Pro tip: if you want to build consistent handhelds at home, start with a rock-solid pizza dough recipe and a reliable setup: a quality pizza stone, a sturdy pizza peel, and an oven that can reach high temps. For tested recipes and ingredient sourcing, check pizzaiolo.ai — a useful resource for dough formulas, hydration ratios, and ingredient swaps. (recipes & ingredients: https://pizzaiolo.ai)
Want gear? Invest in the right tools: a top-rated best home pizza oven, a heavy-duty pizza stone, and a long-handled pizza peel to mimic the high-heat cook of restaurant pies.
For pizza shop owners: extract the lessons
Taco Bell’s test teaches operators a few tight lessons that translate to better margins and customer excitement:
- Experiment locally, iterate fast.
- Test limited-time handhelds or value snack packs in one neighborhood before scaling.
- Use nostalgia as a lever.
- Bring back a local favorite or twist it — nostalgia plus novelty sells.
- Operational simplicity matters.
- Create menu items that fit existing workflow. A handheld that uses shared fillings reduces training and waste.

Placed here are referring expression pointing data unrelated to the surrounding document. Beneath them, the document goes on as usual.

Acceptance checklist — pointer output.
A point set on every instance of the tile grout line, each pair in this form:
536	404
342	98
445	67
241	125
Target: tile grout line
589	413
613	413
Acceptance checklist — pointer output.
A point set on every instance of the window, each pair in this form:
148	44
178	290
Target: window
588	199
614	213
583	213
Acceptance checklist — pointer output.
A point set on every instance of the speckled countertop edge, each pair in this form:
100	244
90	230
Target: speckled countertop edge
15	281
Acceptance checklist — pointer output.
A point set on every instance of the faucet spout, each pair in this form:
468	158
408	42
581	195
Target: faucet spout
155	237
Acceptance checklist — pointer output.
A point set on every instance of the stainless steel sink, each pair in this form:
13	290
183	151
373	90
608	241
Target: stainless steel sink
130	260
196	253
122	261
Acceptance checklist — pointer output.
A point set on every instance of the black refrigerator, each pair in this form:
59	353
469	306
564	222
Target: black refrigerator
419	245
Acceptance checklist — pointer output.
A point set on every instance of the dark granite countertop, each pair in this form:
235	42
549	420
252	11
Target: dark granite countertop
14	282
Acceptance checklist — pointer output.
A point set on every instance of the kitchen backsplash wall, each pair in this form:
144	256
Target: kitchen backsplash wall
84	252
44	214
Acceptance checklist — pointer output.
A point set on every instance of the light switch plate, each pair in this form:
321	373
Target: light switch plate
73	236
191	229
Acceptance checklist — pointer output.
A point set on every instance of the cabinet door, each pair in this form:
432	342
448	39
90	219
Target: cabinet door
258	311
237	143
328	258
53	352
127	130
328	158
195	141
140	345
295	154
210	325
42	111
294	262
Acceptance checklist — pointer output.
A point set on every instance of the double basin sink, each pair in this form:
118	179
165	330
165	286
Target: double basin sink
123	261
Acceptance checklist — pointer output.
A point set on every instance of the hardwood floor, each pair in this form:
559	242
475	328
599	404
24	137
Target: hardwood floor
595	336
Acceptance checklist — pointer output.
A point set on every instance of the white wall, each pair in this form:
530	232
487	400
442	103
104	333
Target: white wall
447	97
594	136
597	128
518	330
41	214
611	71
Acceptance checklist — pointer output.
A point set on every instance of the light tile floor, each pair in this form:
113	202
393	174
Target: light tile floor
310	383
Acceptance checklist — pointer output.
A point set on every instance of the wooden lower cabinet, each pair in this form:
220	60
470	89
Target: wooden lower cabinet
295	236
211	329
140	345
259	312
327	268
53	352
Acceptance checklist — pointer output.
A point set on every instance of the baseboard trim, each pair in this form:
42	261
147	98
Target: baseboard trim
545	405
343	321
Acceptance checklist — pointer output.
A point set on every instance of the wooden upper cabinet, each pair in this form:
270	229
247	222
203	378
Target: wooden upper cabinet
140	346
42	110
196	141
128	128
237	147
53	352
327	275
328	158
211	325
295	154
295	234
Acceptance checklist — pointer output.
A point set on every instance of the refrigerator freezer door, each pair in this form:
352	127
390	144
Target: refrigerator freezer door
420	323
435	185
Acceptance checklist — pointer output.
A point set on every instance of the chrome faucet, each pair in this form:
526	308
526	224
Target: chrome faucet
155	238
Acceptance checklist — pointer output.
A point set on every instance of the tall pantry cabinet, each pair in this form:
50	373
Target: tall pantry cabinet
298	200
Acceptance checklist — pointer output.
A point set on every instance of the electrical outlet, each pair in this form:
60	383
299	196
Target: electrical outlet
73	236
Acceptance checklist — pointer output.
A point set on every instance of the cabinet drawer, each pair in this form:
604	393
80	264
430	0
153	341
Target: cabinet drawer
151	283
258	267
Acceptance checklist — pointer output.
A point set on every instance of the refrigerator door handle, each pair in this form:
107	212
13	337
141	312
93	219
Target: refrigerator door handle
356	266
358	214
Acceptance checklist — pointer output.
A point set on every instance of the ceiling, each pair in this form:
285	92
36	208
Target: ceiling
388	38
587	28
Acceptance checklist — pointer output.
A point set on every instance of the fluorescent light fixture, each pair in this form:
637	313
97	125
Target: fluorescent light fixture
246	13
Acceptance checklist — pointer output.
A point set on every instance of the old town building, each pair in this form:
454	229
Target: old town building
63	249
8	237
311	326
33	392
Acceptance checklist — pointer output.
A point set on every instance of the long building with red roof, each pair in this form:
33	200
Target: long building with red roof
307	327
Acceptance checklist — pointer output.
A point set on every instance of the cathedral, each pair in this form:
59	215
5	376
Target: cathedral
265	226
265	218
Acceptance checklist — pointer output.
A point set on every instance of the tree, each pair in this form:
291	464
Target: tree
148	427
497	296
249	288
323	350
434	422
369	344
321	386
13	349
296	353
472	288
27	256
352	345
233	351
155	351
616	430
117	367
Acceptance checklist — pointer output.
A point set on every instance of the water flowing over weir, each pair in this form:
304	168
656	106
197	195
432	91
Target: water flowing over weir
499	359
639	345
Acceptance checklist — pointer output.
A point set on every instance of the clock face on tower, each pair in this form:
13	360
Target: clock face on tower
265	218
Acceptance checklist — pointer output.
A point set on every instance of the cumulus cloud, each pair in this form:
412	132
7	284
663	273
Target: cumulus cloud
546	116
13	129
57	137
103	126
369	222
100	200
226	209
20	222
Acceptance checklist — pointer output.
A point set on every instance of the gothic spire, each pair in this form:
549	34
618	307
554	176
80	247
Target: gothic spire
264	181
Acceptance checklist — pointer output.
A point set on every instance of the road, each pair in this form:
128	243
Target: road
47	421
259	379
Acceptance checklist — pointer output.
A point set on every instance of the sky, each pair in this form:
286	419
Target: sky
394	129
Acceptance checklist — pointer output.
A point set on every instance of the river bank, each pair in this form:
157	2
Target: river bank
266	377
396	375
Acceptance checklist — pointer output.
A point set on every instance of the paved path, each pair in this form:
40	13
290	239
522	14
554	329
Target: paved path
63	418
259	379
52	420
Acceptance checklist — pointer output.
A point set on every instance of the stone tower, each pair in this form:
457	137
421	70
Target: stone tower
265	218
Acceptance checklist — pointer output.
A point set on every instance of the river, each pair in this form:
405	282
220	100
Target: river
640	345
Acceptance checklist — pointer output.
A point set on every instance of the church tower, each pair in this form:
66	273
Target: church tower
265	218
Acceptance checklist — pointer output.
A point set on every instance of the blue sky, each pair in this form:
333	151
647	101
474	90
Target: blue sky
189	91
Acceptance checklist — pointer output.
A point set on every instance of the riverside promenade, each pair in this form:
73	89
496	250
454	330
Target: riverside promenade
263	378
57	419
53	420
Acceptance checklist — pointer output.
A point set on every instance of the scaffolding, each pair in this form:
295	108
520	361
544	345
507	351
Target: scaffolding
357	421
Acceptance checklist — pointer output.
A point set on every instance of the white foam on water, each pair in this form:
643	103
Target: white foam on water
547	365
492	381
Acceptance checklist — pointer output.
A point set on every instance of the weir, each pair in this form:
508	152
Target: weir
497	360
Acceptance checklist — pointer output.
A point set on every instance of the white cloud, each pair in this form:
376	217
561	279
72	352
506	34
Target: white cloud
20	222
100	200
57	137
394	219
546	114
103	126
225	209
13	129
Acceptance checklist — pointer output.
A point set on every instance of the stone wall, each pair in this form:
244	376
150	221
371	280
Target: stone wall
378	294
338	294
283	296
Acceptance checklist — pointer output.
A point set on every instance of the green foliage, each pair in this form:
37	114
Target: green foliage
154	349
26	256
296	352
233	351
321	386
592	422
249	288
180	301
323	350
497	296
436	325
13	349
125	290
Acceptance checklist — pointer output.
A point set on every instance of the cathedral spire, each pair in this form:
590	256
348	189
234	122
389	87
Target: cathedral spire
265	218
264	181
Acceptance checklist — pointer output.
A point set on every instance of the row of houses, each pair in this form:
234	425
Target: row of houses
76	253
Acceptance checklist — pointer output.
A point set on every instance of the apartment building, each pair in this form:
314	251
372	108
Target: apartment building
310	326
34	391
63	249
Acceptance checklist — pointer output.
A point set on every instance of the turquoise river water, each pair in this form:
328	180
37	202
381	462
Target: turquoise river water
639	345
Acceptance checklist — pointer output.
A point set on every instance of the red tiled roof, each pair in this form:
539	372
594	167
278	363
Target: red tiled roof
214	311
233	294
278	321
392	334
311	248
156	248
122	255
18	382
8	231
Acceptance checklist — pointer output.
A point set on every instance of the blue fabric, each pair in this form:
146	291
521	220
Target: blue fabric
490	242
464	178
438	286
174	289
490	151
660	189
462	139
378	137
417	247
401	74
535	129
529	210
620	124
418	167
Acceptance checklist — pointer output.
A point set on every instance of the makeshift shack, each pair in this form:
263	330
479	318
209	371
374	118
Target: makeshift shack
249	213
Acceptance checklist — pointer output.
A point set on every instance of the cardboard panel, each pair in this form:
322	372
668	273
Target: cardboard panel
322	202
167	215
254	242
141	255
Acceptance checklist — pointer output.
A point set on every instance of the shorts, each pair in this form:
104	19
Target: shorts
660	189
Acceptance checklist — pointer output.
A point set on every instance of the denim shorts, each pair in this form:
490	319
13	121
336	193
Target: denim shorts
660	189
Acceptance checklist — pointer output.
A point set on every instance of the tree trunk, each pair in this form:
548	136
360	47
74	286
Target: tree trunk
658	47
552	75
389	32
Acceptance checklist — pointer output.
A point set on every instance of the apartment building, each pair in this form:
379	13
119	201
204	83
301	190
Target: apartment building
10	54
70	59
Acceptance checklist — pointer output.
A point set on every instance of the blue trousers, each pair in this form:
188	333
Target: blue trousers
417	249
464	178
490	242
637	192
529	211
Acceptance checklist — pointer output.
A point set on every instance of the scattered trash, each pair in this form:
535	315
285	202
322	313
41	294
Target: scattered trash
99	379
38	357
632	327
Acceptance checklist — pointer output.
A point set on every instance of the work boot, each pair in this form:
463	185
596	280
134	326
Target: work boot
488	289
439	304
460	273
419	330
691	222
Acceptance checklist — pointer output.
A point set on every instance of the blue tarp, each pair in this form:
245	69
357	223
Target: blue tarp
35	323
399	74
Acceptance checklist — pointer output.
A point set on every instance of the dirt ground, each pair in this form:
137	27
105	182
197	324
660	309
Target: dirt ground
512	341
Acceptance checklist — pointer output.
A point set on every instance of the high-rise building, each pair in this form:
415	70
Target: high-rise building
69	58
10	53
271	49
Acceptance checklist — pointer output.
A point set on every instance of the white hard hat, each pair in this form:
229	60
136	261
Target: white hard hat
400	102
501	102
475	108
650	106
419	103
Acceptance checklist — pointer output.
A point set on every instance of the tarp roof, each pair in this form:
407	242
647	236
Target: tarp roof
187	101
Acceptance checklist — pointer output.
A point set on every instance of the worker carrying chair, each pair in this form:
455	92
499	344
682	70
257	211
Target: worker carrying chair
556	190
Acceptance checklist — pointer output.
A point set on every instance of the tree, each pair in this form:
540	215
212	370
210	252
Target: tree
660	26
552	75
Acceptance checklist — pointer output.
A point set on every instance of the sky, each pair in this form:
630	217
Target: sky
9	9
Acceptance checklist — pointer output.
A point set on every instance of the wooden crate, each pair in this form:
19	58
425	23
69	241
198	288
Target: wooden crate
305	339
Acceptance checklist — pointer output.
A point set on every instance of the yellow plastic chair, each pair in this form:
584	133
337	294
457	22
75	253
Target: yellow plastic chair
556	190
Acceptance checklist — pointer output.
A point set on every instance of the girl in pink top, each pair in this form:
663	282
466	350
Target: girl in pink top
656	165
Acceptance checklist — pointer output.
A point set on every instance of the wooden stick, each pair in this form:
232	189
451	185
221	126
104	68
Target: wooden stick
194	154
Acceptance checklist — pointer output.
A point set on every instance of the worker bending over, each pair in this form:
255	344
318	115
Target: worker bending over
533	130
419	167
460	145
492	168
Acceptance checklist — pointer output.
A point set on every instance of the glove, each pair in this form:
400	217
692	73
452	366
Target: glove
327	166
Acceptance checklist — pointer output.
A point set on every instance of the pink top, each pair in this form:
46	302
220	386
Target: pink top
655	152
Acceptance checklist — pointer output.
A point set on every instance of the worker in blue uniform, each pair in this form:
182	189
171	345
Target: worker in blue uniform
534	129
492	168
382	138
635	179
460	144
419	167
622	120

If you run a shop, also evaluate your tech stack: modern pizza POS system integrations and pizza delivery software can accelerate test rollouts and monitor sales performance by SKU in real time. Need suppliers or equipment? Start with a suppliers-first plan — bulk ingredients, dough mixers, and cleaning systems are core investments; see our suppliers directory for vetted partners: https://thepizzaweekly.com/suppliers/
(Products like commercial mixers or dough presses can speed production — consider ROI carefully.)
For pizza suppliers and industry observers
The success of pizza-flavored handhelds means procurement teams should:
- forecast demand for bulk cheeses, taco-seasoned meats, and specialty sauces,
- consider flexible packaging suppliers for multipacks,
- plan for co-manufacturing runs if a regional test scales national.
Keywords to watch in procurement conversations: bulk pizza ingredients, commercial pizza equipment, food service technology pizza, and sustainable pizza sourcing (supply chain commitments matter to consumers).
Need trusted supplier partners? Browse vetted options: https://thepizzaweekly.com/suppliers/
Quick pro tips
- If you want empanada-style pizza at home, roll dough thin and freeze before frying — it holds filling and reduces sogginess.
- Use high-fat cheese blends for melty stretch in a pocket format.
- For delivery or grab-and-go, design packaging that lets steam vent; soggy crust kills repeat buys.
FAQ — People Also Ask (PAA targeted)
Q: What is a Mexican Pizza Empanada?
A: A portable handheld inspired by the Mexican Pizza: empanada dough encasing seasoned beef, cheese, beans-like texture, diced tomatoes, and served with Mexican Pizza sauce for dipping.
Q: Is Taco Bell testing Mexican Pizza Empanadas nationwide?
A: Not yet. The rollout is in select Phoenix locations as a market test (People). If tests perform, Taco Bell often scales regionally or nationally.
Q: How can I recreate Mexican Pizza flavors at home?
A: Start with a sturdy, slightly oily dough, layer refried-bean-style spread, seasoned beef, cheese blend, and diced tomato. For recipes and tested formulas, visit pizzaiolo.ai (https://pizzaiolo.ai).
Q: What tools do I need to make handheld pizza items at home?
A: A quality best home pizza oven or high-temp conventional oven, pizza stone, long pizza peel, and a reliable pizza making tools kit.
Q: Where can pizza shops source bulk ingredients or equipment?
A: Start with suppliers that offer food-service contracts and equipment leasing. Check our suppliers directory: https://thepizzaweekly.com/suppliers/
Final bite — what to watch next
Taco Bell’s experiment compresses pizza culture into a snackable unit. For the pizza industry, that’s a reminder: flavor equity (nostalgia + authenticity) combined with operational simplicity drives fast adoption. Whether you’re a home baker chasing the perfect pocket, a shop owner iterating on limited-time offers, or a supplier forecasting SKUs — there’s an opportunity in every portable pizza reinvention.